BAILEY'S BLOG
BAILEY'S BLOG
ŻYCIE INTROWERTYKA:
IMPREZY
ZNACIE TE IMPREZY rodziny twojej drugiej połówki, organizowane głównie po to by cię spotkać? ta sama zasada panuje wśród nie twoich przyjaciół? jako bardzo wstydliwy, aspołeczny introwertyk, dobrze wiem, jakie to straszne uczucie, gdy jesteście otoczeni nowymi, głośnymi ludźmi i nie macie pojęcia jak się nie zabić przy stole.
jednak mam dla was przepis na to jak wytrzymać. kilka drobnych wskazówek, tak po prostu na przyszłość, ale lepiej zacznijmy od początku.
chłopak, który zapiera dech w piersi i właśnie stoi w kuchni z rodziną, to właśnie mój chłopak — finn wolfhard. niby jest normalnym nastolatkiem, ale jednak nie w stu procentach. już od kilku lat jest światowej skali gwiazdą, co z roku na rok przytłacza go coraz mniej. przeprowadzał się już trzy razy, gdy ktoś znalazł jego adres i rozesłał go do internetu, a numer telefonu? już nawet nie wiem.

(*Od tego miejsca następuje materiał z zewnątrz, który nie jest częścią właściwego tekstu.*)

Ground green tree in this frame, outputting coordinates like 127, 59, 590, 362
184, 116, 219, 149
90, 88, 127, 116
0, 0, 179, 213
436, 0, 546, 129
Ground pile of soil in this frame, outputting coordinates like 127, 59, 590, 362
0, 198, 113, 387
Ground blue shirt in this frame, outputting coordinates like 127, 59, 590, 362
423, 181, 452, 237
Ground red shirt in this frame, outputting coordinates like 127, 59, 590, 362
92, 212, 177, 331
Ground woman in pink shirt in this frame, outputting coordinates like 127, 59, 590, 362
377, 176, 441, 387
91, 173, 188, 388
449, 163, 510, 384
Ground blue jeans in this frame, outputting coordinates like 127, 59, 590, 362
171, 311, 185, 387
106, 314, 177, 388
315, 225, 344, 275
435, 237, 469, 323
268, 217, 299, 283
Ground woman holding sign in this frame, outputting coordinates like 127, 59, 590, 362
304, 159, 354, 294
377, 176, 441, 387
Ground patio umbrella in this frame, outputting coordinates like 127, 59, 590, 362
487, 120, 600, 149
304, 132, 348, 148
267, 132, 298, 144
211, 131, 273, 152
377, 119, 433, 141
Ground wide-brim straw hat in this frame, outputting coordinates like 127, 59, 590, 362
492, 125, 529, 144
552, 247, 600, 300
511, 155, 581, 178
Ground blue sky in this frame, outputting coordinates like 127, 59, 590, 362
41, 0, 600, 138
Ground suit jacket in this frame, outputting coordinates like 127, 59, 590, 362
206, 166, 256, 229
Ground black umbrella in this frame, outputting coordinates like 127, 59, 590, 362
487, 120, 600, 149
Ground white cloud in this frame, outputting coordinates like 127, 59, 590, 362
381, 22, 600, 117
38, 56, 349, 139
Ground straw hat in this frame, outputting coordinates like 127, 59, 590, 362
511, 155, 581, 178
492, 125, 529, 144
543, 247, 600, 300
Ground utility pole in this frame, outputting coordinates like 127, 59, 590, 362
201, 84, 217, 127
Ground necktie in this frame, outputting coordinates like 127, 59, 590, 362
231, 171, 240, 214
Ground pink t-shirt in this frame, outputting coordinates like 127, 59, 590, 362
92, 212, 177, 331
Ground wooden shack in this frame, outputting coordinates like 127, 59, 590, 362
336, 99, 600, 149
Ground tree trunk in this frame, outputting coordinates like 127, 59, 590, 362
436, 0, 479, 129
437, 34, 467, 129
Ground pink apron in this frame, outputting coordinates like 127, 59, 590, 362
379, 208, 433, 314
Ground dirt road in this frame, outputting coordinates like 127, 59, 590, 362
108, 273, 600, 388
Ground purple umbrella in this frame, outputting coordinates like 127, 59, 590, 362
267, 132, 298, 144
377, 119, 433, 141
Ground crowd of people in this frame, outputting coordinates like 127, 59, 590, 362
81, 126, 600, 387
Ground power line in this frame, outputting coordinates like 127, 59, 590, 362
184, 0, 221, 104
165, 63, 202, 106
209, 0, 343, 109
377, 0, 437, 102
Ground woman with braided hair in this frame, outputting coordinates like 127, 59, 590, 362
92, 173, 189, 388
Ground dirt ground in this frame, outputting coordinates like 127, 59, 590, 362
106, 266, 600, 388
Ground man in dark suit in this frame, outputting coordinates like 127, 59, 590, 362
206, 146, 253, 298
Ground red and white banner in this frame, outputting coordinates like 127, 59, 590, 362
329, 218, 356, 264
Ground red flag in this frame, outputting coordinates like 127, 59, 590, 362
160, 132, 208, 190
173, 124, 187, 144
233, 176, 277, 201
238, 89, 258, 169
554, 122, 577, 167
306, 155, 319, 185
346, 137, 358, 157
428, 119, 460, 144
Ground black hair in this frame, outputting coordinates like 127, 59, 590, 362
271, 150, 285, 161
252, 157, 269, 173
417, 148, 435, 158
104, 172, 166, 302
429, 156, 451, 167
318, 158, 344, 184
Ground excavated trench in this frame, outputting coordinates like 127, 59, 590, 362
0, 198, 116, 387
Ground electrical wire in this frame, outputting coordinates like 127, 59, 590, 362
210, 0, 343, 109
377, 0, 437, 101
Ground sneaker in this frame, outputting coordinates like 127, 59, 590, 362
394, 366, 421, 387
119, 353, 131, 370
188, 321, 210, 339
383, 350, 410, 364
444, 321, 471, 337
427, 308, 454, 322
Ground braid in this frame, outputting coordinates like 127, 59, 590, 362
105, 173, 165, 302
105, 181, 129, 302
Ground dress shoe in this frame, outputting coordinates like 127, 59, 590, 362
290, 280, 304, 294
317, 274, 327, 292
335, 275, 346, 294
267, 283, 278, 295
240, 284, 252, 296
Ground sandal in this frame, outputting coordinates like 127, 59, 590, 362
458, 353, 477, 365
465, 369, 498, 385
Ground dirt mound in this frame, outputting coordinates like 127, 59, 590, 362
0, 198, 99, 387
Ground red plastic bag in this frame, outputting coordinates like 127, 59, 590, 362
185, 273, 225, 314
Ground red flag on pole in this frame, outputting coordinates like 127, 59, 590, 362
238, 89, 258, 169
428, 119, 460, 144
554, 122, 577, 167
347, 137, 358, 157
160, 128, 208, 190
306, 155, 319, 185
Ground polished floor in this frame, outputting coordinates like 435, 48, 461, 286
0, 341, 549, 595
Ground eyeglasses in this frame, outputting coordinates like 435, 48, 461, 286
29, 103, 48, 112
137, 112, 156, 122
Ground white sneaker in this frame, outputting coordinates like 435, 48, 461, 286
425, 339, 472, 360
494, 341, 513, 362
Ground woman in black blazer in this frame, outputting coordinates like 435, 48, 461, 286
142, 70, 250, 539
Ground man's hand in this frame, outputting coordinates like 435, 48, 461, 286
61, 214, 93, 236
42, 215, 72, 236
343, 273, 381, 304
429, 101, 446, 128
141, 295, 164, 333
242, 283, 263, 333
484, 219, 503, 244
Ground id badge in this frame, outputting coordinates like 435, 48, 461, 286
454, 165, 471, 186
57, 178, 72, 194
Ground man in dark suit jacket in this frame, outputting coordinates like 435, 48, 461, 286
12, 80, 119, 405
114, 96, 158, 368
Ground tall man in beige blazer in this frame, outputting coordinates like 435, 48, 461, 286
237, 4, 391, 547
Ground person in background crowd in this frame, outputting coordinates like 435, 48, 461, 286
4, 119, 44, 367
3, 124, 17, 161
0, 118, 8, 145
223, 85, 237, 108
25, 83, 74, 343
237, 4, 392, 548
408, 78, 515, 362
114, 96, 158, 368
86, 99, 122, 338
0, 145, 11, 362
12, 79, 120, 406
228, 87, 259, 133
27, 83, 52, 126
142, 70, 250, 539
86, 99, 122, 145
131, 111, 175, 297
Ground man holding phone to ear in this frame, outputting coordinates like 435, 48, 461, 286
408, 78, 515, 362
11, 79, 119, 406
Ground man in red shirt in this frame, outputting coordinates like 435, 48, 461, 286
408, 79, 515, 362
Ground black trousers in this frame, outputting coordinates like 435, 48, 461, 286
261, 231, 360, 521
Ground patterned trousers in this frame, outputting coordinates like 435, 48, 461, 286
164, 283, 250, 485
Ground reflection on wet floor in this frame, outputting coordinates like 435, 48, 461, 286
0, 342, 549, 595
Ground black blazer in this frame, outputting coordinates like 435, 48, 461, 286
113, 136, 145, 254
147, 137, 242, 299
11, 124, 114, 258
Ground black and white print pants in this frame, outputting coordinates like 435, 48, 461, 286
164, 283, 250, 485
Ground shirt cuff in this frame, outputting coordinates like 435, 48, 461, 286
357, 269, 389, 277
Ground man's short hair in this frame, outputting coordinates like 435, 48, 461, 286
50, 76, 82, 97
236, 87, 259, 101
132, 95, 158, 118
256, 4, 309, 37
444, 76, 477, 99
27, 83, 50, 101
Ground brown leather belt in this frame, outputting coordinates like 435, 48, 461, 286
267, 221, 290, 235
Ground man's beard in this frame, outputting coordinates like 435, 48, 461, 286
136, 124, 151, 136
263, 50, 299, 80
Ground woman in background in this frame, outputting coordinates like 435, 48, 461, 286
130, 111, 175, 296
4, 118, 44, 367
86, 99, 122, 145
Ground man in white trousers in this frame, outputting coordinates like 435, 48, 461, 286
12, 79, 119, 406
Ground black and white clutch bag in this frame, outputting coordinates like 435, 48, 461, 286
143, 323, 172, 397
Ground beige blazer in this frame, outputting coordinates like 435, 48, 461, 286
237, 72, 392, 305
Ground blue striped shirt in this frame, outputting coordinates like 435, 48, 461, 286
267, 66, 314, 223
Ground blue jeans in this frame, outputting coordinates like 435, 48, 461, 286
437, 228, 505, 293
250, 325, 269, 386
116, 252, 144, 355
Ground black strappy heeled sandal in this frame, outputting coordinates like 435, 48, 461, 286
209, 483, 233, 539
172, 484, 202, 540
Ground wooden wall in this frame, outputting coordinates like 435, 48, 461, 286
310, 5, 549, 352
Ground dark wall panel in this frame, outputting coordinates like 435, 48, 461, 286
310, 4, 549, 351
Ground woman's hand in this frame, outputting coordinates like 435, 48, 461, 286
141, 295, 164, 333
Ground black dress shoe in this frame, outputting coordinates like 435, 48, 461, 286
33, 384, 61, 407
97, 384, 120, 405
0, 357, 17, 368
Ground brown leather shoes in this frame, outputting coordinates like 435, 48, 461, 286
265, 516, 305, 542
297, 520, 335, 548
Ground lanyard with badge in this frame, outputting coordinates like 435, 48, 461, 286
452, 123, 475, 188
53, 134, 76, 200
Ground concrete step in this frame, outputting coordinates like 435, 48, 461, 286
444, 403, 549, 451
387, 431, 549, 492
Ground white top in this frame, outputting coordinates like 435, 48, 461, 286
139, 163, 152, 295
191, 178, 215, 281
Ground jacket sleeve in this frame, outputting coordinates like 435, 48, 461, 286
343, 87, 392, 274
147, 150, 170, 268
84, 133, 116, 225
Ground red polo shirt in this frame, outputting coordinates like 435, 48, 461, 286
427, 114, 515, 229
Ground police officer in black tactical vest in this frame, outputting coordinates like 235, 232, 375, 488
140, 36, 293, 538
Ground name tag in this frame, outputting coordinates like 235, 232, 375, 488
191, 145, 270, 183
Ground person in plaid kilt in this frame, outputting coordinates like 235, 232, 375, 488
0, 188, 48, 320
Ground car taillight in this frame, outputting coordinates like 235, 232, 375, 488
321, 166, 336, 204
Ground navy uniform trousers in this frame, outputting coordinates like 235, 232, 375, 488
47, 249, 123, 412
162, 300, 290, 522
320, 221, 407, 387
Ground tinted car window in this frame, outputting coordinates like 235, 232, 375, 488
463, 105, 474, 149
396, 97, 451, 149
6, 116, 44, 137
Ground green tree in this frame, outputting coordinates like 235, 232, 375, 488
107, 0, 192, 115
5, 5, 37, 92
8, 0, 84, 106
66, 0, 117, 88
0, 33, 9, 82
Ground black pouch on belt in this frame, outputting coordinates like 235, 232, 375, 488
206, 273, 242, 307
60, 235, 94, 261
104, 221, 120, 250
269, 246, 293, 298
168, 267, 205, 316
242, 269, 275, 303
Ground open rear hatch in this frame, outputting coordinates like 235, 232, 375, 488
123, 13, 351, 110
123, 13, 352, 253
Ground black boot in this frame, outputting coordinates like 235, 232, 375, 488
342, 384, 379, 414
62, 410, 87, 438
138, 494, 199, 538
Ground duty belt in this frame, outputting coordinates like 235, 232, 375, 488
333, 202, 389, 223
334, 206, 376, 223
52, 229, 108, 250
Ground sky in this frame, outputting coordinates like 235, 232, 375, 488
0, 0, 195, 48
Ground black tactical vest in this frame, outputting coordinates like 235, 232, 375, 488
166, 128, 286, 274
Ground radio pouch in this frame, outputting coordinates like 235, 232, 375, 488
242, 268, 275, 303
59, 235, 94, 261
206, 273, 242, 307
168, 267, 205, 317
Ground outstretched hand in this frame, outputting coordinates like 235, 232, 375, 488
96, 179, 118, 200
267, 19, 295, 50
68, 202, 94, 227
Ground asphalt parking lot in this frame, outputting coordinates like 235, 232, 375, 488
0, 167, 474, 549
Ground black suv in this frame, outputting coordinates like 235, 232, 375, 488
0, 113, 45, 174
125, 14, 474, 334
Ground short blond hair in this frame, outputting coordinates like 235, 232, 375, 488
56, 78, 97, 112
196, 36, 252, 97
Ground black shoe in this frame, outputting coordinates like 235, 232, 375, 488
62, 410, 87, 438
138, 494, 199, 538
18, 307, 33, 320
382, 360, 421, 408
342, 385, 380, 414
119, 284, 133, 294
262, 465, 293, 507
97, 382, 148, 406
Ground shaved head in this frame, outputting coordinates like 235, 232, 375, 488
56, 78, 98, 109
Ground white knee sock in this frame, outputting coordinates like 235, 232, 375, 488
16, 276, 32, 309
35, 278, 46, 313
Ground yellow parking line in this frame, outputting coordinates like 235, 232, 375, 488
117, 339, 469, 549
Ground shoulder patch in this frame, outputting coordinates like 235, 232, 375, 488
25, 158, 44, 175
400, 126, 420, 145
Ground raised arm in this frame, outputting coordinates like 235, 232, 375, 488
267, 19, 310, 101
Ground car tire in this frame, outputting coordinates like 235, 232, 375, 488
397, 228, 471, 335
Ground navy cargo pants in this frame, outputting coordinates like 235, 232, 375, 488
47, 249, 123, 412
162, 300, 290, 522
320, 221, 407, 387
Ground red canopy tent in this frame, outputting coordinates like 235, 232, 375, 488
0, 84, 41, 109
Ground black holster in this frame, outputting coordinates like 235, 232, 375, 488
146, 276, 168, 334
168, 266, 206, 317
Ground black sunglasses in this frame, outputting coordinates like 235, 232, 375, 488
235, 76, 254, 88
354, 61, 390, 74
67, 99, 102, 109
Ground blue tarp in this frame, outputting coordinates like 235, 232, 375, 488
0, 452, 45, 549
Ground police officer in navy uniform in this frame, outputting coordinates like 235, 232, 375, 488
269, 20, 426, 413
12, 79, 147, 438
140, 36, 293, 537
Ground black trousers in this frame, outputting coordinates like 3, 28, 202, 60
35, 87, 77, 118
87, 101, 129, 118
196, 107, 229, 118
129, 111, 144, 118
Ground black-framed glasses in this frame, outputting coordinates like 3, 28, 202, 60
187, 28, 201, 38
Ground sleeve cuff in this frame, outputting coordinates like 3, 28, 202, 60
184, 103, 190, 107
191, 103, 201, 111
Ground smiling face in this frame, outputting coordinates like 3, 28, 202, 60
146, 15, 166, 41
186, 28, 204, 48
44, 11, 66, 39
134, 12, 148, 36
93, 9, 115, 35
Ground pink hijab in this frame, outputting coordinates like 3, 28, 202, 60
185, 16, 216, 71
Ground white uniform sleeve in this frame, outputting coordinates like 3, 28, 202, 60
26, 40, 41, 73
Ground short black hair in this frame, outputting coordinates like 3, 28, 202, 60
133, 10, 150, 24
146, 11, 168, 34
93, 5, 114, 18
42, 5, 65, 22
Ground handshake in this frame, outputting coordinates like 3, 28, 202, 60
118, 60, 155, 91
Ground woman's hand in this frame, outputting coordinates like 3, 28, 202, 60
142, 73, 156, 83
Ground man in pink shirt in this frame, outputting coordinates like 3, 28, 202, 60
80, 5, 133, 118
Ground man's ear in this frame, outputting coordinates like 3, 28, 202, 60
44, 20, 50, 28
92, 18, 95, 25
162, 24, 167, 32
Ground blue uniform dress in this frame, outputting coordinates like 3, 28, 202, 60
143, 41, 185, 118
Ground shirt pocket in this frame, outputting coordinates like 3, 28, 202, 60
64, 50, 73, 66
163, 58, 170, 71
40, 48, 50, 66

jednak finn oprócz tego, że ma dużo na głowie, ma jeszcze więcej znajomych i członków rodziny. kiedy usłyszeli, że finn w końcu znalazł sobie stałą dziewczynę, rzucili się po to by w końcu ją poznać. jednak nikt nie liczył się z tym, że ja nie chciałam poznawać ich.
nie zrozumcie mnie proszę źle. kocham finna i jego rodzinę, a jego przyjaciele wydają się być naprawdę mili. nie jestem jednak osobą kontaktową, a robienie za ozdobę wolfharda jest naprawdę męczące.
na spotkanie zjechali się prawie wszyscy od strony erica (rodzina od strony mary czeka mnie w przyszłym tygodniu). dziadkowie, wujkowie, kuzynowie — wszyscy! rodzice finna musieli złączyć ze soba dwa długie stoły, które teraz były całe wyłożone jedzeniem.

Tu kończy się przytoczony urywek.